Wednesday, July 13, 2016

WRITING MANGA AND COMICS--EVEN IF YOU DON'T DRAW (GUEST POST BY DANICA DAVIDSON)



            When I tell people I have a manga book out and a Barbie comic book coming out, the response is usually the same, “Oh, so you draw!”
            To which I have to explain with embarrassment, “No, I don’t.”
            This is usually followed by confusion, but I’m not in a rare situation. Many times when there are books that involve pictures, one person writes and another person draws. That’s true when it comes to manga and comic books.
           
I read comics as a kid, and when I was a teen, I READ them voraciously, especially manga (Japanese comics). From there I started writing about manga for places like MTV, CNN, The Onion, Publishers Weekly and Booklist, and for a while I adapted manga into English for an American publishing company. This background allowed me to sell my first book, Manga Art for Beginners, even though I’m not an artist.
            Here’s how it worked: I sent in a proposal of all the chapters of the book. Because it’s a how-to-draw book, I have it start with basics. Readers learn how to draw eyes, faces and bodies first. Then I move onto common manga character types, like ninja or butlers. I wrote out the book so that it would be very detailed, showing twelve or so steps for each character. This came out of my frustration with other how-to-draw books showing only three or so steps.
            Melanie Westin, the artist I worked with, drew to match what I’d written. We’d talk on the phone maybe once a week and email back and forth with the drawings. After Melanie sent me her drawings, I added more writing, detailing each step as I saw Melanie draw them.
           
The Barbie comic book was a different experience. I queried multiple comic book publishers and Papercutz, which does comic books for kids, wrote back to me. They were working on Barbie titles, so I pitched a story where Barbie, her sisters and their new puppies throw a party to find homes for the local shelter pets. My pitch was approved by both Papercutz and Mattel.

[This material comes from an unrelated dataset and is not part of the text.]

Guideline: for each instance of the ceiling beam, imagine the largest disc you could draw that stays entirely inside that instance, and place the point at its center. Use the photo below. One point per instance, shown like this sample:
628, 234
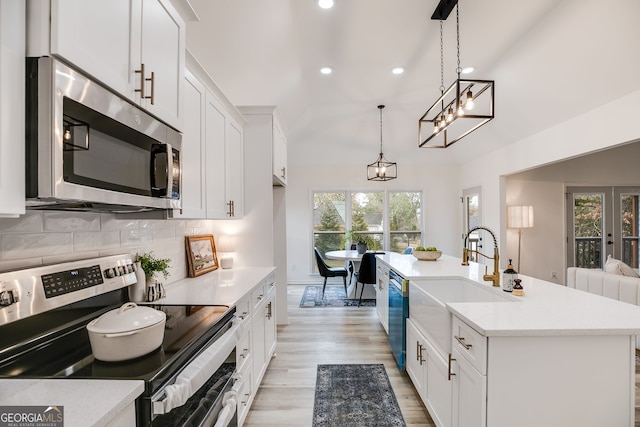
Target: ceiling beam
443, 9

            Then I wrote a script for it. Comic book scripts general go something like this: You number the page and the panel, then give people lines and describe the action. For instance, you say, “Page 1, Panel 1.” Then you said “BARBIE:...” (or whomever) and put in what she’s saying. Then you give a description of what’s happening in the panel. Next, you would say, “Panel 2" and continue. Page 2 will start with, “Page 2, Panel 1.”
            With the manga book, I worked closely with the artist. With Barbie, Papercutz chose the artist they wanted and the editor has been the go-between for the artist and me. I’ve seen some of the panels, and they look beautiful! Barbie: Puppy Party will be released in September.
           
I also write books that are purely prose. My Overworld Adventures series is known as “books for Minecrafters” because the main character, Stevie, is an eleven-year-old boy living in the Minecraft world who finds a portal to Earth. They books are aimed for middle grade readers, and four books have been released so far: Escape from the Overworld, Attack on the Overworld, The Rise of Herobrine and Down into the Nether. The final two books in the series, The Armies of Herobrine and Battle with the Wither, will be released in September and October, respectively. People also sometimes assume that because of my work in manga and comic books, The Overworld Adventures are illustrated, too, but that’s not the case. For this series, it’s just me writing! If you’re a writer and not an artist, it doesn’t mean you have to stick to just prose writing . . . there are opportunities for you to work with an artist as well!